Ayşenur Arslan, Ruşen Çakır, Hıdır Göktaş ve Nadire Mater'in hazırladığı dosyada verilen bilgiye göre Süleymancılar cematinin o tarihlerde Türkiye’de 1500’ü aşkın “pansiyonu” vardı. Nokta dergisinin pansiyon olarak tanımladığı yerlerde “fakir çocukları eğitiyorlardı”. Derginin pansiyon olarak adlandırdığı yerlere sonraları yurt denmeye başlandı.
“Kapalı kutu” Süleymancılar
Dergi Süleymancılar'ı ilk kez 6 Ekim 1985'te "Tarikatlar" dosyasında konu etmişti. Dosyada,1985’te nüfusu 150 bin kişiyi geçen cemaat “kapalı kutu” olarak tanımlanıyordu.
Bu "kapalı kutu" tanımı bugün hala geçerliliğini koruyor. Süleymancılar Cemaati tıpkı Fethullah Gülen Cemaati gibi eğitim kurumları ve yurtları aracılığıyla örgütleniyorlardı; hala da bu politikalarını sürdürüyorlar. Sonraki yıllarda Gülen Cemaati bu örgütlenmede daha hızlı ilerlediler ama bu örgütlenme biçiminde Süleymancılar daha eski.
30 yıl sonra yeniden gündemde
Süleymancılar, 30 yıl sonra Adana’nın Aladağ ilçesinde 29 Kasım 2016 saat 19.30 sularında bir kız yurdunda çıkan yangın ile yeniden gündem oldu. Yurdun adı Özel Aladağ Tahsil Çağındaki Talebelere Yardım Derneği Ortaöğretim Kız Öğrenci Yurdu idi. Yangında 11 çocuk ve bir yurt görevlisi 12 kişi hayatını kaybetti. Ardından tüm Türkiye yeniden Süleymancılar gibi grupların açıp işlettiği özel yurtları konuşmaya başladı.

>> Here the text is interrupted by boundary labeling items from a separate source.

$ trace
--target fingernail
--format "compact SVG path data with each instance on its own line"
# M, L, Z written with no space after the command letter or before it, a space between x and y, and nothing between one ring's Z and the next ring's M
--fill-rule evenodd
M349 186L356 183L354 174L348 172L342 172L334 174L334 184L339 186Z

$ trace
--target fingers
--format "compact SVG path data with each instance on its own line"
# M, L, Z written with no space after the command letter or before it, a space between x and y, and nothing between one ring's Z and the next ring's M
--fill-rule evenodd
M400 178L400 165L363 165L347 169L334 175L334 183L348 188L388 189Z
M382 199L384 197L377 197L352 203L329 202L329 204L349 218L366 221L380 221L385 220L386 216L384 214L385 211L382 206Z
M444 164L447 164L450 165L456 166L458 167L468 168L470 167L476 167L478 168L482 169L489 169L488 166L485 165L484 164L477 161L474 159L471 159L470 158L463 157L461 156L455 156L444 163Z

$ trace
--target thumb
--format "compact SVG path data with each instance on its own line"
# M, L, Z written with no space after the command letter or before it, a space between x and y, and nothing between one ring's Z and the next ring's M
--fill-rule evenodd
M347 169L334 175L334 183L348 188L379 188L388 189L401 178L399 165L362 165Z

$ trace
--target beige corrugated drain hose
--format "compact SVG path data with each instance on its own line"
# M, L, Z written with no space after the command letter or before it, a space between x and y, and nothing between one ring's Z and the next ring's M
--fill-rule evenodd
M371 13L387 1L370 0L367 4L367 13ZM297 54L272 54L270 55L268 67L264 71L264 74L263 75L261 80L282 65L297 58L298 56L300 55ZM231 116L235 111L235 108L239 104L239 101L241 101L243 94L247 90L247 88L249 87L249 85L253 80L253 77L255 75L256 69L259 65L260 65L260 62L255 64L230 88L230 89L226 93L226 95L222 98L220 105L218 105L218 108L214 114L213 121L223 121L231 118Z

Tam 30 yıl önce Süleymancılar yine benzer bir nedenle gündeme gelmişti. Nokta’nın o dönem yayın yönetmeni olan Arda Uskan’ın giriş yazısından olayı aktaralım:
“Son birkaç hafta içinde Türkiye’de en çok konuşulan konuların başında tarikatlar, özellikle de Süleymancılar geliyordu. 14 yaşındaki Kızılcabölüklü Bekir İkiz’in intiharı ile olay aniden kamuoyunun gündemine gelmişti. Ailesi, küçük Bekir’in bu pansiyonlarda gördüğü baskı yüzünden kendini öldürdüğünü öne sürüyordu.
"Olayın hemen ertesinde, Cumhurbaşkanı Kenan Evren, bu yurt ve pansiyonların devlete devredilmesini ve denetim altında tutulmasını istemişti. Başbakan Özal’ın ise konuya yaklaşımının bu doğrultuda olduğu pek söylenemezdi. ‘Yurtlar zaten denetim altındadır, emniyet yetkililiklerinin kontrolü altındadır’ diyordu.”
Bu birkaç cümlelik bölüm Süleymancılar ve benzeri oluşumlara devletin yaklaşımını ve doğurdukları sorunları özetliyor.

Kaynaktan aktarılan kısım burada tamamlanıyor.